Knowing When to Say, "When."


     A client of mine spurred the impetus for this post. She had her own "AHA" moment realizing that continuously "working through pain" is not always the answer to healing. (You know who you are. Thank you for your keen insight, and blessing.) ;) She struggles on and off with a hamstring, IT band and piriformis issue that mimics sciatica. She pushes herself hard in a variety of physical outlets. This particular day, she had just run a 5K. She reported her ongoing problem as being a little "twingy" after the run, but over-all, felt pretty good. Her SI joints and hips were slightly out of alignment which is normal because she leads heavily with one side. While working to balance her back out, she told me that ever since she rested for a few weeks from the rigors of her usual routine, she noticed in a recent Taekwondo class she takes, that she is finally able to do a particular kick that she had been struggling with. AHA! She had just come back from a week-long vacation and was "easing" back into her schedule. She observed that since she had been being a little more gentle with herself, the offending muscles and corresponding fascia actually had time to unwind, and return to the proper resting length. This has opened up her body to have greater range of motion, stamina, and strength. You go, girl! Gently.

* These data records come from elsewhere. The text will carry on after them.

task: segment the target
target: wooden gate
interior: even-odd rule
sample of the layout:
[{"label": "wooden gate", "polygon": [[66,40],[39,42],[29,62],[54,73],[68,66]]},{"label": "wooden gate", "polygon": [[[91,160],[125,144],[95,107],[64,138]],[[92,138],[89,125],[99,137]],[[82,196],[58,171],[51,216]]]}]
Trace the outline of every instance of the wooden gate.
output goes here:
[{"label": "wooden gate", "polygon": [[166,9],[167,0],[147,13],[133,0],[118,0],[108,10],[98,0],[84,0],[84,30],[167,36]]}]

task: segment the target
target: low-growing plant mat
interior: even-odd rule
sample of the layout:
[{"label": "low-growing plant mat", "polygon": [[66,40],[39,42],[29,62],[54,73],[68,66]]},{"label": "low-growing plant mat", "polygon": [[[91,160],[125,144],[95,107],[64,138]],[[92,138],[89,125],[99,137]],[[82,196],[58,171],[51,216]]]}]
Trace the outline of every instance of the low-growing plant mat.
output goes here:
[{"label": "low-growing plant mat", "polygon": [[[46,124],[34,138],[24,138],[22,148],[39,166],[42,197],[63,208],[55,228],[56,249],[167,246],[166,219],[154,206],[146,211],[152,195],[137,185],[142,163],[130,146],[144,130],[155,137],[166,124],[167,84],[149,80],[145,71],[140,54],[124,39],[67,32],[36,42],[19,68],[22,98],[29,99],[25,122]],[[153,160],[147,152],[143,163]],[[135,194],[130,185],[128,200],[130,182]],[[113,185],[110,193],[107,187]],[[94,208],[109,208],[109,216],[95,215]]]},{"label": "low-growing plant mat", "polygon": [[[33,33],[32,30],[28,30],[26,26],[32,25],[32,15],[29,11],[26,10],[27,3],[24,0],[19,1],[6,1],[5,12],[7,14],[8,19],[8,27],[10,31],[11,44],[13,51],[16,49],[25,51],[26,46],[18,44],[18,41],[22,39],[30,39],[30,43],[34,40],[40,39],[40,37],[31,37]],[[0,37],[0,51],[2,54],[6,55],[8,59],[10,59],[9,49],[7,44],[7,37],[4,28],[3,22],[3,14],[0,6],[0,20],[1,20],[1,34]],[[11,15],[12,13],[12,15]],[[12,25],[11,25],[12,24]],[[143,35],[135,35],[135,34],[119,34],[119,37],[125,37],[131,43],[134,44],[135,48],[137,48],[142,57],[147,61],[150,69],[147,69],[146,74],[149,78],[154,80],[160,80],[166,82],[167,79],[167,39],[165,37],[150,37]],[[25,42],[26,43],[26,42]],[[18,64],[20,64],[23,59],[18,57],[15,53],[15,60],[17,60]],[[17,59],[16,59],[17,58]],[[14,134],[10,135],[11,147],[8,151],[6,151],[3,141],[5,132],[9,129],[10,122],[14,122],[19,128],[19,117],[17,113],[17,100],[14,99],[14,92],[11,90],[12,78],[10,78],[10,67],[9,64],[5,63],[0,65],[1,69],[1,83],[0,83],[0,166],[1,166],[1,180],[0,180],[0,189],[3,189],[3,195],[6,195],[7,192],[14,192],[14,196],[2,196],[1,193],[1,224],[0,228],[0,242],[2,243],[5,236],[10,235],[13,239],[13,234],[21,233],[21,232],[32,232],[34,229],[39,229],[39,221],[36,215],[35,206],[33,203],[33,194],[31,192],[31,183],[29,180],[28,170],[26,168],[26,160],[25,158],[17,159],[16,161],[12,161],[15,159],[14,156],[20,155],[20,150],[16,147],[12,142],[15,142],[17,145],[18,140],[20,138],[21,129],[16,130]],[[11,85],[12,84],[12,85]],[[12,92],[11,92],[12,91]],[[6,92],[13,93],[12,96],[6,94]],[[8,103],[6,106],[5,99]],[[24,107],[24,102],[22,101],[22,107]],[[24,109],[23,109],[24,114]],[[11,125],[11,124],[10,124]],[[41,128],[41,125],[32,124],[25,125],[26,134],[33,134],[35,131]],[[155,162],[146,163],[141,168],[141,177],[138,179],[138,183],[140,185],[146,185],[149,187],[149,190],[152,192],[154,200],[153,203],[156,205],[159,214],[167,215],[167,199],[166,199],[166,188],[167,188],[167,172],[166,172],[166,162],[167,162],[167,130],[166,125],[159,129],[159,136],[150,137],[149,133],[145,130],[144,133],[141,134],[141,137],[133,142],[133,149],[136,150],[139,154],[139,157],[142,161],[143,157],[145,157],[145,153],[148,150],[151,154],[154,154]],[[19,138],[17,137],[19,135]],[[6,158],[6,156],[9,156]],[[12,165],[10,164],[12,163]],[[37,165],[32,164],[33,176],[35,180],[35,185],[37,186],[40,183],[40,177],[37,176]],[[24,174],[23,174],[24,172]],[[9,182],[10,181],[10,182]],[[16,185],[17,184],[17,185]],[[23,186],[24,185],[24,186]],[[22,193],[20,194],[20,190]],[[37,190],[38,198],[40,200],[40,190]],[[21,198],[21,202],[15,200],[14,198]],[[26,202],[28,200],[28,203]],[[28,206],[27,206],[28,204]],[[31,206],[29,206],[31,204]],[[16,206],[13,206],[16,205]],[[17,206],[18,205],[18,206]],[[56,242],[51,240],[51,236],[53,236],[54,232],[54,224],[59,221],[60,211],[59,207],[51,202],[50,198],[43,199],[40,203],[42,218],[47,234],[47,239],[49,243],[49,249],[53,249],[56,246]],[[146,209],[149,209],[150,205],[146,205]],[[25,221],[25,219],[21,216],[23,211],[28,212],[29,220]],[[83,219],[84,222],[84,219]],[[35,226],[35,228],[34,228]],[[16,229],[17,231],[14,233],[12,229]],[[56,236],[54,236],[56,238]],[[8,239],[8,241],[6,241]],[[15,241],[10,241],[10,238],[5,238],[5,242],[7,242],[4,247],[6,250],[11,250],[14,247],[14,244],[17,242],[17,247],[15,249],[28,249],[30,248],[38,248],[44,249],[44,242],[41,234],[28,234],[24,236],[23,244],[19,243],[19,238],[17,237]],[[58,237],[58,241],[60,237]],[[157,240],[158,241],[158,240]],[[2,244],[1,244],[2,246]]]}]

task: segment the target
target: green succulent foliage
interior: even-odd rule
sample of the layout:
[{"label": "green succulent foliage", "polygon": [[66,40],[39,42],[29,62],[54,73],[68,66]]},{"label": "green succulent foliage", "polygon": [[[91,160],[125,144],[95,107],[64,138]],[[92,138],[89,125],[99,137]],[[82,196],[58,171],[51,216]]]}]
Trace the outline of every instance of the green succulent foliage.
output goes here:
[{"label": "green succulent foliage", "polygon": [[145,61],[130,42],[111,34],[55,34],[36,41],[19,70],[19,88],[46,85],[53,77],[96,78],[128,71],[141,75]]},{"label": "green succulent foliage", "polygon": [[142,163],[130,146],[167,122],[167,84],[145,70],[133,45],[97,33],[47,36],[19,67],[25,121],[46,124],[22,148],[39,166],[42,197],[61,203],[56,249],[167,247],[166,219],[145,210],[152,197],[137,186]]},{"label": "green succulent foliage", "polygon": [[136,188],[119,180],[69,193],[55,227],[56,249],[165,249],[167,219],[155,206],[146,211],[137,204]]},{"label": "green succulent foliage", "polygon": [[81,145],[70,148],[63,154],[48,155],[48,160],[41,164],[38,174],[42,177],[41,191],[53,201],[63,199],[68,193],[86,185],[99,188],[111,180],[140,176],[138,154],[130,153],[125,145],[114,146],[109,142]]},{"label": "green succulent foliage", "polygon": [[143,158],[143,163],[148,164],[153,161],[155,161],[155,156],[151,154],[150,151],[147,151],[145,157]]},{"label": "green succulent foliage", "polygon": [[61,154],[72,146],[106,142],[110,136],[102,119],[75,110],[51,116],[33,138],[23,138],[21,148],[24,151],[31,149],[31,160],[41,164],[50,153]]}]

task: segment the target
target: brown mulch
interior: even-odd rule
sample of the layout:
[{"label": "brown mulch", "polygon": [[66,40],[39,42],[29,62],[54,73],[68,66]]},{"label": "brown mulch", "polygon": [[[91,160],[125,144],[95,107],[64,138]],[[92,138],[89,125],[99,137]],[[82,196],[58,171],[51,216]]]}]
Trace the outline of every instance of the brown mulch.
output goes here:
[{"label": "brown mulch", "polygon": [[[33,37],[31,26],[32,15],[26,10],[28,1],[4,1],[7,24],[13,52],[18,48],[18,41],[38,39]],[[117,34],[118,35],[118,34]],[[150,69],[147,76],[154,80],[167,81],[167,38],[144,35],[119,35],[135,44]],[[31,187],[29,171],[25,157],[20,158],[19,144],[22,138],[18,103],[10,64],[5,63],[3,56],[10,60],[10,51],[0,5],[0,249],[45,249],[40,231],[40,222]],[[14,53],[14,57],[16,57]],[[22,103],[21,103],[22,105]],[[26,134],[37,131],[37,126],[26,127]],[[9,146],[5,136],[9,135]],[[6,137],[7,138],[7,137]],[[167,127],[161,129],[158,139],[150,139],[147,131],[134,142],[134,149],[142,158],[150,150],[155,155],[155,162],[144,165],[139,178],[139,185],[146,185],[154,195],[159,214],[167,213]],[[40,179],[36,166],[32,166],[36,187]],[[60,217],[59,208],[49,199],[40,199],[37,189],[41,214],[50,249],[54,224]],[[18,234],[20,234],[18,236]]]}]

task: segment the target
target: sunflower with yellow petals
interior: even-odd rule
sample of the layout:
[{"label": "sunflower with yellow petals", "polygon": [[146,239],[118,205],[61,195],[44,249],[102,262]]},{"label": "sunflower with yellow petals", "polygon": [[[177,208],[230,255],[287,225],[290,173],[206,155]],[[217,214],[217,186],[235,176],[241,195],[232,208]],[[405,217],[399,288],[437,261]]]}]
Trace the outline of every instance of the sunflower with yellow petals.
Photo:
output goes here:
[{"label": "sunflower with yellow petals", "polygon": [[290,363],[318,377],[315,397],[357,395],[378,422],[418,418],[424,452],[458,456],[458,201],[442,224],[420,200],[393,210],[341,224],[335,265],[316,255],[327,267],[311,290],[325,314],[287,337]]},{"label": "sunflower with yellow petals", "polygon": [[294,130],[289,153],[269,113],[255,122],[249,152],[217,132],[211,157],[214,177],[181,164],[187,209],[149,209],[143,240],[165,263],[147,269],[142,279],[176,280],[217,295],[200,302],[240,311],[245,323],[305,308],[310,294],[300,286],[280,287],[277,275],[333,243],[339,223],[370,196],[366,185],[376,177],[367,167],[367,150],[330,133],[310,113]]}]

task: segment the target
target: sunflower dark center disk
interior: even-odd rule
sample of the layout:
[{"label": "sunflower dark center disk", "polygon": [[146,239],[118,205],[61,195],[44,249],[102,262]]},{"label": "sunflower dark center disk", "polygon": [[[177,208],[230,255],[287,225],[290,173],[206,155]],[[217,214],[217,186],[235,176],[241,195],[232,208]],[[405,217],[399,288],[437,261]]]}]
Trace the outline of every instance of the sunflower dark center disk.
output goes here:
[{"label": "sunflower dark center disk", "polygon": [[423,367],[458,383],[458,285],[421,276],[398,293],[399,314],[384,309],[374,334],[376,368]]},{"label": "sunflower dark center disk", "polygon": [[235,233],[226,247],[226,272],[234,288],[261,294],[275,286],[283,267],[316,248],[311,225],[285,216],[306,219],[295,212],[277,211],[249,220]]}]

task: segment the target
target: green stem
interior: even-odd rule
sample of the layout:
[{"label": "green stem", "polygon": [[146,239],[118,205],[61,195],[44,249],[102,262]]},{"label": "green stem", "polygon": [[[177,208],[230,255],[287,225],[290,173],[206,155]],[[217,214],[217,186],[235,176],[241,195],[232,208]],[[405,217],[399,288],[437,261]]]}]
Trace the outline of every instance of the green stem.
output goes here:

     In contrast to this awesome report, I had another client who doesn't believe in rest. He is a firm believer that "no pain, no gain, at any and all costs". This client works as a personal trainer, is built like a truck, and, despite his young age, has the range of motion in some of his joints of a senior citizen. "Yeah. I got a lot of work for you to do," he sighs. Never mind the taught bands restricting his neck and shoulders that are better suited for holding up a bridge than the human body.  It is when I get down to the legs that the true atrocities become evident.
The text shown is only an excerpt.